The next morning the stranger, Will, is able to convince Paul to take him and his wife and son in. This is where the movie slows down. Two families live under one roof. We see how that's beneficial and how the strangers wife puts ideas in teenage Travis's head.  I wondered where this was going to go. Will it be a family drama as isolation makes them irritable, will someone get infected, or will strife start a fight? Until this point the movie had created a great mood.

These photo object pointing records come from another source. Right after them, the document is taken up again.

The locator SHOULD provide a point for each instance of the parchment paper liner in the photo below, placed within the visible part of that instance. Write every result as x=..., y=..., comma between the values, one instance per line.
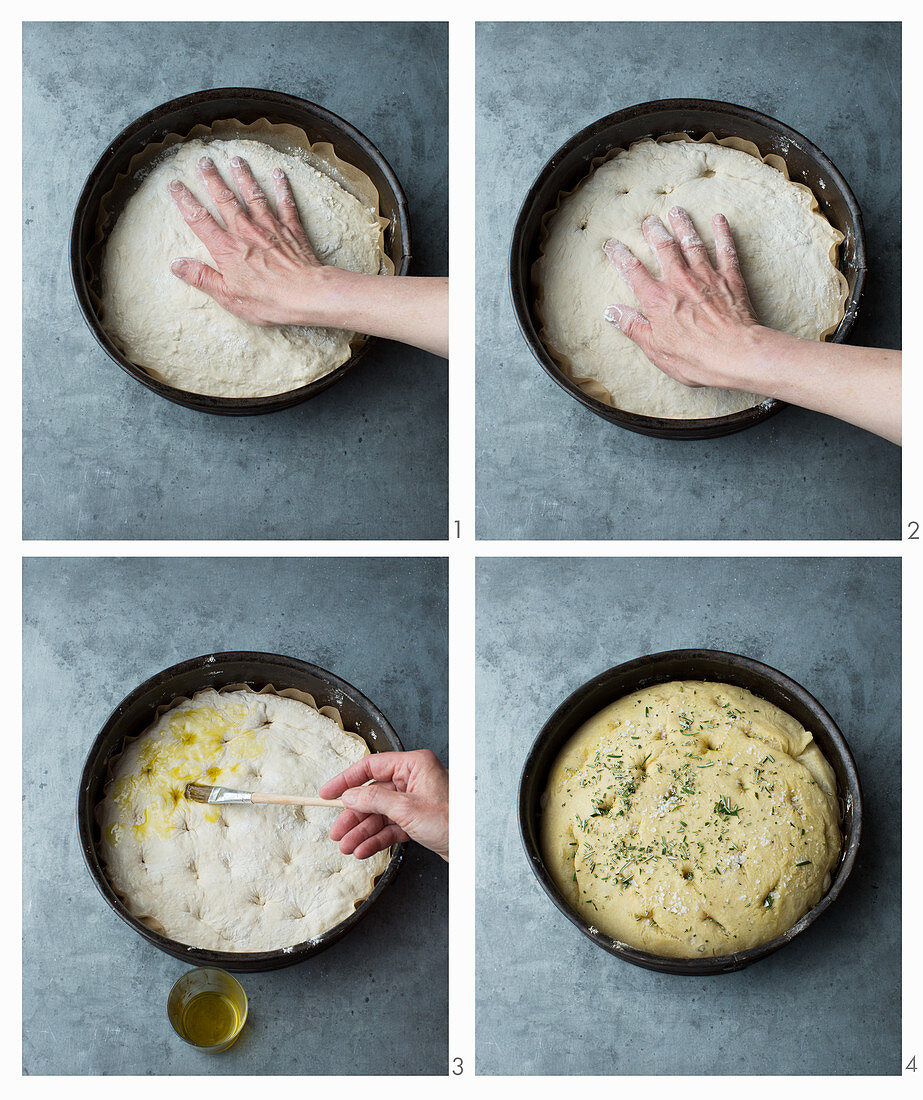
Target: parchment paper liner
x=592, y=386
x=301, y=696
x=283, y=136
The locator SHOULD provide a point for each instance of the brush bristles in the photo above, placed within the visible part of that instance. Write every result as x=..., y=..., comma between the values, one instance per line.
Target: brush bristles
x=197, y=792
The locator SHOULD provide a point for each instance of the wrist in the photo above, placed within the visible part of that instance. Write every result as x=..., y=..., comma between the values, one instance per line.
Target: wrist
x=751, y=363
x=320, y=297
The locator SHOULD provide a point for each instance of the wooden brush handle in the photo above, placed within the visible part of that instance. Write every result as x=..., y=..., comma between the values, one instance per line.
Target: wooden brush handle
x=297, y=800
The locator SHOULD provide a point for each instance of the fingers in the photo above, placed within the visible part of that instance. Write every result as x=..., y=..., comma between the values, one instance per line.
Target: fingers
x=378, y=799
x=726, y=260
x=629, y=267
x=663, y=245
x=389, y=835
x=691, y=245
x=630, y=323
x=377, y=766
x=199, y=275
x=286, y=210
x=352, y=827
x=257, y=205
x=227, y=204
x=198, y=219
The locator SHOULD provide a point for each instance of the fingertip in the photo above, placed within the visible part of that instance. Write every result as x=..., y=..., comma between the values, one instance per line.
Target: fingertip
x=613, y=315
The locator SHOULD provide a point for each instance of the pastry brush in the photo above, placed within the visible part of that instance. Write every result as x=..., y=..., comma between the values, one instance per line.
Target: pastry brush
x=226, y=796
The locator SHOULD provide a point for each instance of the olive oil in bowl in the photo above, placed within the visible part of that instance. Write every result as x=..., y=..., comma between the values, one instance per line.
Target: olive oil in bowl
x=208, y=1009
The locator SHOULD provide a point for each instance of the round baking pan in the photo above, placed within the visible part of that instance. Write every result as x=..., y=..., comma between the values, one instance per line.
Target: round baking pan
x=710, y=666
x=138, y=710
x=696, y=118
x=180, y=116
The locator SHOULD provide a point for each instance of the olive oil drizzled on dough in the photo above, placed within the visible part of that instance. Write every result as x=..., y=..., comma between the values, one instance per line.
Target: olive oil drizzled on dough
x=151, y=798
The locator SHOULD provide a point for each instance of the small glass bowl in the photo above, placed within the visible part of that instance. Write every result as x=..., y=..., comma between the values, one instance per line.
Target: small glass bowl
x=207, y=1008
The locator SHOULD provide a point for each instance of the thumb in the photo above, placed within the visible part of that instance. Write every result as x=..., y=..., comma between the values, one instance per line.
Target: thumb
x=198, y=275
x=377, y=799
x=632, y=323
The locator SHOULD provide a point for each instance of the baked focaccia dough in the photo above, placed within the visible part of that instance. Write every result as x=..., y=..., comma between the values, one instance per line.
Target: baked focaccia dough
x=182, y=336
x=786, y=246
x=237, y=878
x=691, y=820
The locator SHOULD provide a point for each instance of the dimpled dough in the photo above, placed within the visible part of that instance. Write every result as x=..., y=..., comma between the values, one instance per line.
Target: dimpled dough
x=232, y=878
x=691, y=818
x=783, y=244
x=182, y=336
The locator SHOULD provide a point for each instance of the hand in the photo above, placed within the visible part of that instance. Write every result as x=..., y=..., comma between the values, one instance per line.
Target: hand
x=694, y=316
x=407, y=800
x=266, y=272
x=696, y=325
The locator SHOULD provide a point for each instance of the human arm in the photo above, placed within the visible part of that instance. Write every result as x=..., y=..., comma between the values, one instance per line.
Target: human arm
x=406, y=798
x=696, y=325
x=266, y=273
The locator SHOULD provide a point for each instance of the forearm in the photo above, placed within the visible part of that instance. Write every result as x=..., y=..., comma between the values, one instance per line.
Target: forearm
x=411, y=310
x=859, y=385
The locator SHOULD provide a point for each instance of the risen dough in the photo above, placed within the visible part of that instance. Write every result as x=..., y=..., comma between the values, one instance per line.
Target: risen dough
x=786, y=249
x=691, y=818
x=182, y=336
x=232, y=878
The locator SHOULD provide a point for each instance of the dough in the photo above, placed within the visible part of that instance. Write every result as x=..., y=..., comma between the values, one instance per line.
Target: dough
x=691, y=818
x=787, y=252
x=182, y=336
x=235, y=878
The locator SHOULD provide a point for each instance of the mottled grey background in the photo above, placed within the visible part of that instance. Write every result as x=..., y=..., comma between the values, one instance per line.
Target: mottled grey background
x=549, y=1001
x=94, y=991
x=103, y=458
x=550, y=469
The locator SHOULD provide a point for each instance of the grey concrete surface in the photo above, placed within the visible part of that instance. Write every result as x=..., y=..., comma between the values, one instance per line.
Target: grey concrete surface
x=94, y=991
x=549, y=1001
x=103, y=458
x=549, y=469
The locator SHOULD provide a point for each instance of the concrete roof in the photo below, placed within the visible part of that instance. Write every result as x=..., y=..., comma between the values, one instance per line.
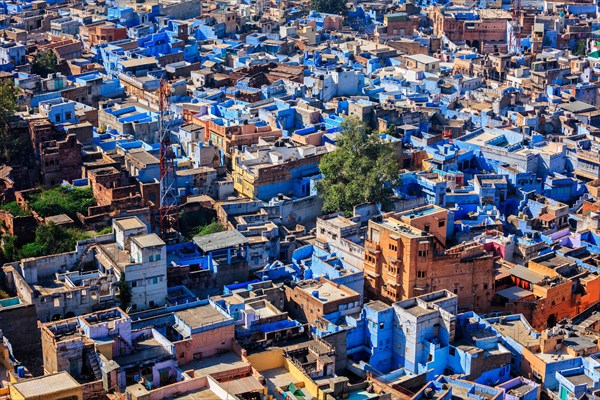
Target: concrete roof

One night the outside door is found open, the family dog having returned though mortally wounded. Everyone becomes concerned that someone in the house is infected. Tensions run high as no one admits to opening the door. This is a movie that unfolds slowly. Who killed the dog? Who opened the door? We don't know.

Eventually Paul believes Will's son is infected. That thought is only reinforced when Will and his family refuse to leave their room. Will adamantly states his son isn't sick, but if he wasn't why are they so secretive? The exodus of Will's family is intense, though it is subtle.

The marketing made this seem like a horror movie, and while it has elements of a horror movie, it's more a thriller. It's a sparse survival tale. It started out great, but seemed unsure of what to do after the new family is introduced. This definitely ends on a downer, but the mystery of who killed the dog remains. While is isn't necessarily relevant to the plot, it's a strange detail to leave unanswered. This mystery is what pushes us to the conclusion, but it isn't resolved.

Ultimately I think Travis opened the door. He had some weird dreams, and while it isn't definite, it is likely. Will's son got sick because Paul's father in law was sick in the house. I think everyone would have gotten sick eventually, but Will's son just didn't have a strong enough immune system. The movie ends bleakly. Fear drives people to do crazy things.

This reminded me a lot of 10 Cloverfield Lane (read my review) with John Goodman and Mary Elizabeth Winstead. It's a similarly sparse movie that relies on tension and did it better than It Comes at Night.